Ik tel de kilometers af op mijn teller.
Gelukkig ben ik lid van de ANWB.
Waar heb ik mijn pasje gestopt? Hoe leg ik in het Pools uit, dat ik zo stom was om niet op de benzinemeter te letten?
En wat, als de auto hier zomaar uitvalt? Er is geen vluchtstrook.
Alleen om de paar honderd meter een vluchthaventje. Maar weet de auto wel waar hij uit moet vallen om precies bij zo’n haventje te eindigen.
Mijn handen glijden van het stuur van het vocht en ik krijg hartkloppingen.
Als de auto ermee uitscheidt moet ik duwen. Want het is mijn schuld. Zegt Joukje.
Pffff, nog 3 kilometer, nog 2 en dan zien we de afrit.
Dolblij rijd ik de auto tot bij de pomp. Er valt een onbeschrijflijke last van me af.
We hebben nog nooit zoveel liter getankt als deze keer.
We hebben trouwens nog nooit zoveel kilometer gereden met een tank diesel. Dat weten we dan ook weer.

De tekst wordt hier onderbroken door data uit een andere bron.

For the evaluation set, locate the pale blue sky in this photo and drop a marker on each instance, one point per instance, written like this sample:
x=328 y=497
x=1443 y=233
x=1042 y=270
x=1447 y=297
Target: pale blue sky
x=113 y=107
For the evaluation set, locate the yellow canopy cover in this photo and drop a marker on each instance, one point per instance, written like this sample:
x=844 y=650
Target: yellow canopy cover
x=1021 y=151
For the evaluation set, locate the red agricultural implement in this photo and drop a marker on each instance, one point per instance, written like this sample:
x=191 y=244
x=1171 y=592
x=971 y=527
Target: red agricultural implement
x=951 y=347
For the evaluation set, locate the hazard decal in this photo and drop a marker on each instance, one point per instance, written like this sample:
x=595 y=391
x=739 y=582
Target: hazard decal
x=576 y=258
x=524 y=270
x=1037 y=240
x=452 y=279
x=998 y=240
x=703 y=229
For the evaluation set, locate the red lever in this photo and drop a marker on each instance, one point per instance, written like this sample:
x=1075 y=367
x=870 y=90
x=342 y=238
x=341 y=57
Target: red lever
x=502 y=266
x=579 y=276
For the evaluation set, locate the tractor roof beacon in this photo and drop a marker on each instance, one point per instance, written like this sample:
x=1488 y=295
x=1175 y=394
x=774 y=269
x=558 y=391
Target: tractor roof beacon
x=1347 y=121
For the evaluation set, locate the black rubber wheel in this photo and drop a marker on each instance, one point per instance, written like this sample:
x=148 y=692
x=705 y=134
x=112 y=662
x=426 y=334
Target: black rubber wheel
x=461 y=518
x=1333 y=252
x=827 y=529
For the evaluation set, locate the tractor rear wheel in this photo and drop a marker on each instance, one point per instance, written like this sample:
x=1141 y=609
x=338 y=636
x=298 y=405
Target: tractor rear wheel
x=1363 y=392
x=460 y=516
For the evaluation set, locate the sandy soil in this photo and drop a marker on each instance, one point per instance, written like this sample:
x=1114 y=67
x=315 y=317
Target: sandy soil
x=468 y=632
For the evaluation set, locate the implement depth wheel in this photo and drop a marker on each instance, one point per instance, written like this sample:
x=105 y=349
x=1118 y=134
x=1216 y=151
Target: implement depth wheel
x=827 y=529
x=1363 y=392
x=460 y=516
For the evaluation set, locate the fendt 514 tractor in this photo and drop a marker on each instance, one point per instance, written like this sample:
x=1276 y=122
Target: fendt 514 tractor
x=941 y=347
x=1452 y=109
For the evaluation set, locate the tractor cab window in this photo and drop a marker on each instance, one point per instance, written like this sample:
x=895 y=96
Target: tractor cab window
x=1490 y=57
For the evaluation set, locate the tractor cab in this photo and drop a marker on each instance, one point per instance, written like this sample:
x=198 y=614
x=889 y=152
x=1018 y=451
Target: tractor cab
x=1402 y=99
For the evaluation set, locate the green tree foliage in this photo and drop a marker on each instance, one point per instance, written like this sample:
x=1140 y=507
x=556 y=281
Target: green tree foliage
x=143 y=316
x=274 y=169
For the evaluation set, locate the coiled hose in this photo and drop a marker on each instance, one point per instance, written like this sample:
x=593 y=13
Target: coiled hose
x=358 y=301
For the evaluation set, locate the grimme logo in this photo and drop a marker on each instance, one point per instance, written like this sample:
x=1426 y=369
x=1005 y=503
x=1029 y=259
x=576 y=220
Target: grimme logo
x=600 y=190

De reis verloopt verder voorspoedig.




Ach die arme Ushi. Ze is het beu. Eigenlijk wil ze de auto niet meer in.
Maar, braaf als ze is, neemt ze toch maar weer haar plek in de achterbak in.
Met een zucht gaat ze liggen en zo nu en dan hoor ik haar zachtjes snurken. Lieve hond.

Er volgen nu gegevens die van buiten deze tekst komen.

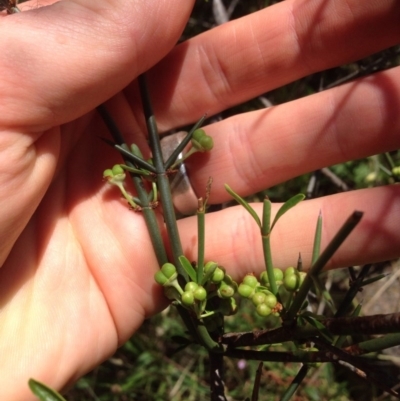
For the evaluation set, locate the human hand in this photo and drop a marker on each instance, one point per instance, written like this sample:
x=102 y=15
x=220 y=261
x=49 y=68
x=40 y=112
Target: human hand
x=79 y=278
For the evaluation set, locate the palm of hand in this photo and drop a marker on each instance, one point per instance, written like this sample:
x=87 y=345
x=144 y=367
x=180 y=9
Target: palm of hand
x=79 y=278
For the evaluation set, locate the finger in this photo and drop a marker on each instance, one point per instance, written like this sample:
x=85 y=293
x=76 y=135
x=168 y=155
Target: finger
x=57 y=63
x=233 y=238
x=256 y=150
x=60 y=61
x=267 y=49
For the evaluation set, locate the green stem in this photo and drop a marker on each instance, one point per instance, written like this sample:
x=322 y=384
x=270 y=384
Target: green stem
x=320 y=263
x=200 y=243
x=195 y=326
x=294 y=385
x=317 y=239
x=162 y=179
x=149 y=215
x=170 y=163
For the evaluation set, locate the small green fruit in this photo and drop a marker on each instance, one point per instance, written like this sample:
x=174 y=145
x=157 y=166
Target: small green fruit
x=161 y=278
x=168 y=269
x=259 y=298
x=263 y=310
x=218 y=276
x=187 y=298
x=191 y=286
x=251 y=280
x=289 y=271
x=200 y=294
x=270 y=300
x=245 y=290
x=225 y=291
x=291 y=282
x=117 y=169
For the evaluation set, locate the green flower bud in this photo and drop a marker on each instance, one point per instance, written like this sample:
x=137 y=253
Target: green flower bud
x=117 y=169
x=302 y=276
x=160 y=278
x=263 y=310
x=291 y=282
x=169 y=270
x=246 y=291
x=200 y=294
x=284 y=295
x=136 y=151
x=191 y=286
x=289 y=271
x=108 y=173
x=251 y=280
x=396 y=171
x=201 y=141
x=218 y=275
x=258 y=298
x=225 y=290
x=187 y=298
x=198 y=134
x=228 y=306
x=270 y=300
x=229 y=281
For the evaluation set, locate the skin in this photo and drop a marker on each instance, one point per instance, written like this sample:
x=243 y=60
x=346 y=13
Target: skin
x=77 y=266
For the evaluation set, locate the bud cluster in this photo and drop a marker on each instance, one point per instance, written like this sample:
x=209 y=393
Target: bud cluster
x=259 y=290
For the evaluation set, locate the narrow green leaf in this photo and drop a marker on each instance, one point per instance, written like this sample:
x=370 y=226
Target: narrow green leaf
x=293 y=201
x=188 y=268
x=242 y=202
x=43 y=392
x=317 y=239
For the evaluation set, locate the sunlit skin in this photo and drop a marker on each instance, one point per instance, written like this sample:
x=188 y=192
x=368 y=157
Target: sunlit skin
x=77 y=265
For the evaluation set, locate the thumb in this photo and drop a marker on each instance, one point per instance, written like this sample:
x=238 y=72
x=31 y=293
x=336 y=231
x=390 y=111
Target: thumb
x=57 y=63
x=60 y=61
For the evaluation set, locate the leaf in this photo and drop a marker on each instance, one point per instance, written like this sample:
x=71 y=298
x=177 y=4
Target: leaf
x=242 y=202
x=43 y=392
x=188 y=268
x=293 y=201
x=317 y=239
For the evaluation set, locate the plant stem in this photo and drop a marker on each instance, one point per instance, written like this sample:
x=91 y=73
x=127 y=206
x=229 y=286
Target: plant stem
x=266 y=242
x=200 y=241
x=162 y=179
x=149 y=215
x=196 y=327
x=294 y=385
x=317 y=267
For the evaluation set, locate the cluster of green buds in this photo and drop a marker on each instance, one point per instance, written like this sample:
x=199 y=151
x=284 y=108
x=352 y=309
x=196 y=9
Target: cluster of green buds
x=262 y=298
x=117 y=175
x=259 y=291
x=199 y=296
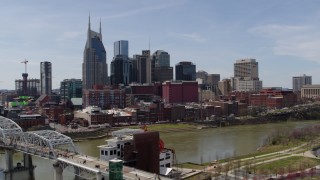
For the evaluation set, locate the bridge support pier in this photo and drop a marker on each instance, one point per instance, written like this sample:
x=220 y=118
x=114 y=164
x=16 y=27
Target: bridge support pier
x=9 y=159
x=99 y=176
x=58 y=170
x=20 y=171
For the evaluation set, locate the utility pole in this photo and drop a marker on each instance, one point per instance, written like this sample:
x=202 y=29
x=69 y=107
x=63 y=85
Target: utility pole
x=25 y=64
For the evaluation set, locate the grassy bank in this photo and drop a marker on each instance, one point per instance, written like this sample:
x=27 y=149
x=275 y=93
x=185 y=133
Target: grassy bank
x=166 y=128
x=287 y=165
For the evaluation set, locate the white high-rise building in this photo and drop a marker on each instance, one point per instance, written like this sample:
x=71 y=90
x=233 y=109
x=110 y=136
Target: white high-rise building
x=45 y=78
x=246 y=76
x=121 y=48
x=299 y=81
x=246 y=68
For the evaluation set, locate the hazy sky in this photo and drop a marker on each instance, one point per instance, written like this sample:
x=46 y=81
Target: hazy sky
x=283 y=36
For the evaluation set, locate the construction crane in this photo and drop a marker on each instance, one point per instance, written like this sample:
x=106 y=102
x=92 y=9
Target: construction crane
x=25 y=64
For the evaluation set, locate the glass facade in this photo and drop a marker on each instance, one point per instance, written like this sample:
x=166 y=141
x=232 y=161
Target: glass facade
x=185 y=71
x=121 y=48
x=94 y=66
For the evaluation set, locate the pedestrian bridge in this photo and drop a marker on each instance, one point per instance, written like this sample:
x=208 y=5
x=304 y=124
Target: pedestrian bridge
x=59 y=148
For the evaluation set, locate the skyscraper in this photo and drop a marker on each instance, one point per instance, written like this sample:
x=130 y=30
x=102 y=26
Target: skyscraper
x=70 y=88
x=94 y=66
x=246 y=68
x=121 y=48
x=144 y=67
x=162 y=58
x=160 y=69
x=246 y=76
x=46 y=78
x=299 y=81
x=185 y=71
x=120 y=70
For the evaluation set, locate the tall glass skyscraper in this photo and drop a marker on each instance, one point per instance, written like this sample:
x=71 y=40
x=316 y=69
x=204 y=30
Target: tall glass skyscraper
x=46 y=78
x=185 y=71
x=94 y=66
x=121 y=48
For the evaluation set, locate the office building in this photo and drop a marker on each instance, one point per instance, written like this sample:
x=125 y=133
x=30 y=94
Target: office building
x=94 y=66
x=120 y=70
x=224 y=87
x=310 y=91
x=46 y=78
x=185 y=71
x=121 y=48
x=144 y=67
x=160 y=67
x=246 y=68
x=104 y=98
x=27 y=87
x=246 y=76
x=161 y=58
x=299 y=81
x=180 y=92
x=70 y=88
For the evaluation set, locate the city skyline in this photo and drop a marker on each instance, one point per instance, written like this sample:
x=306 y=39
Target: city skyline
x=281 y=36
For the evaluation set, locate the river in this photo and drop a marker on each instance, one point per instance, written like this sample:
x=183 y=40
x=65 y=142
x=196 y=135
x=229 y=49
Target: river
x=193 y=146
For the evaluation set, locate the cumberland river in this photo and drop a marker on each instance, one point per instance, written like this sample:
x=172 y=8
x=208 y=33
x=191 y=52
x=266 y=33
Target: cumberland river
x=196 y=146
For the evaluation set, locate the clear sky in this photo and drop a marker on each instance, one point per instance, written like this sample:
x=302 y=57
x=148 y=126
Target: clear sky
x=283 y=36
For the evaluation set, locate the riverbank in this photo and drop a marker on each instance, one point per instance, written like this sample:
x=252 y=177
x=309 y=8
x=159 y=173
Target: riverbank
x=294 y=158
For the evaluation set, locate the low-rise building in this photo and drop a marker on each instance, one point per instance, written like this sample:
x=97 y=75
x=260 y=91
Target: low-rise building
x=142 y=150
x=310 y=91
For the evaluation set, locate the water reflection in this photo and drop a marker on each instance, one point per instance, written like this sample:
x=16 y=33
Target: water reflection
x=196 y=146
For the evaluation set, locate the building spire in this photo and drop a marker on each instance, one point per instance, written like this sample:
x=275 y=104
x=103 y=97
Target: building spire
x=100 y=29
x=89 y=25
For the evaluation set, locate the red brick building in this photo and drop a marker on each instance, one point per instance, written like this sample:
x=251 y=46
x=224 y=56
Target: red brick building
x=106 y=98
x=180 y=92
x=273 y=98
x=26 y=121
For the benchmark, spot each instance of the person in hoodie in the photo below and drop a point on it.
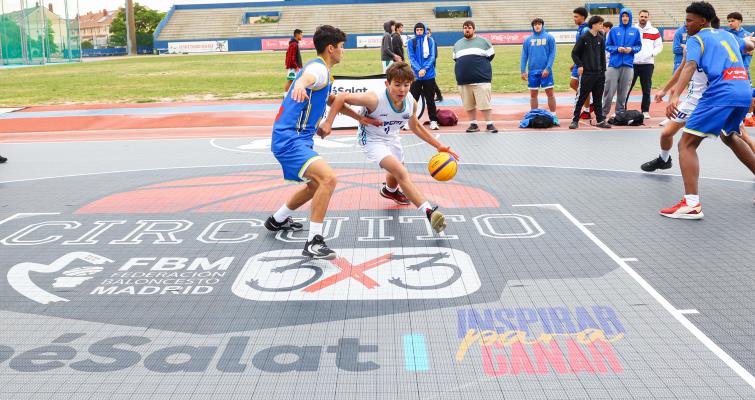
(293, 58)
(735, 28)
(622, 43)
(536, 65)
(644, 61)
(680, 42)
(580, 19)
(387, 56)
(421, 51)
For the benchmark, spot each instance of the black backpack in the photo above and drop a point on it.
(627, 118)
(541, 121)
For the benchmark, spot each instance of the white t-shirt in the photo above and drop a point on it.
(392, 120)
(321, 74)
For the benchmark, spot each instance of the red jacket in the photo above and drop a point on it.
(293, 56)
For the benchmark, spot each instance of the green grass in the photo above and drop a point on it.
(234, 76)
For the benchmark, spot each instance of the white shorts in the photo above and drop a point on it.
(685, 110)
(377, 151)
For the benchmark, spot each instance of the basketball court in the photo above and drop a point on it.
(139, 266)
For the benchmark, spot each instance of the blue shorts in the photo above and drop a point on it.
(711, 121)
(536, 81)
(295, 159)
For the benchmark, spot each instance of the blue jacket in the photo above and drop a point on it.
(414, 48)
(538, 52)
(680, 38)
(740, 35)
(624, 35)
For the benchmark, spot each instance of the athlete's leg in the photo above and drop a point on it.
(688, 161)
(533, 99)
(325, 181)
(551, 99)
(397, 171)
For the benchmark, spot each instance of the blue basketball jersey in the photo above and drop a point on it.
(298, 121)
(718, 54)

Ze heeft tijdens de tussenstops veel bekijks gehad. Veel mensen bewonderden haar.
Wij ook.

Als we op een parkeerplek een mooi plekje, achteraan op de parking, hebben bemachtigd krijgen we het nog even aan de stok met een Oostenrijkse.
Ze vindt, dat we op de plaats staan, waar zij door moet om te parkeerplaats te verlaten.
Dat is niet zo, want wij staan gewoon op een gemarkeerde plek. Onze buurman in tegendeel niet, die staat op de doorgang.
Met wilde gebaren stuurt de vrouw ons weg en als ik vraag: “Waar moeten wij dan heen?”, gebaart ze “Wég!”.
Ja daaaag! Dat gaan we dus niet doen.
Gelukkig komt de eigenaar van de auto naast ons terug, excuseert zich en rijdt weg, daarmee de doorgang vrijmakend.
Onze Oostenrijkse vriendin moppert nog wat na en gaat dan ook weg.
We krijgen er een beetje de slappe lach van, evenals van een man, die zijn auto bij de benzinepomp zó geplaatst heeft, dat wij er niet tussen kunnen om aan de andere pomp te tanken.
We zijn het er samen over eens, dat er nou eenmaal voorvochtfiguren op de wereld rondlopen.

En dan rijden we Joukje’s wijk binnen.
Ushi weet het al en wordt onrustig.
Eindelijk, zonder noemenswaardige problemen zijn we weer veilig thuis.
Wat een heerlijk avontuur.
Zijn we nou prettig gestoord of knettergek? Zeg het maar!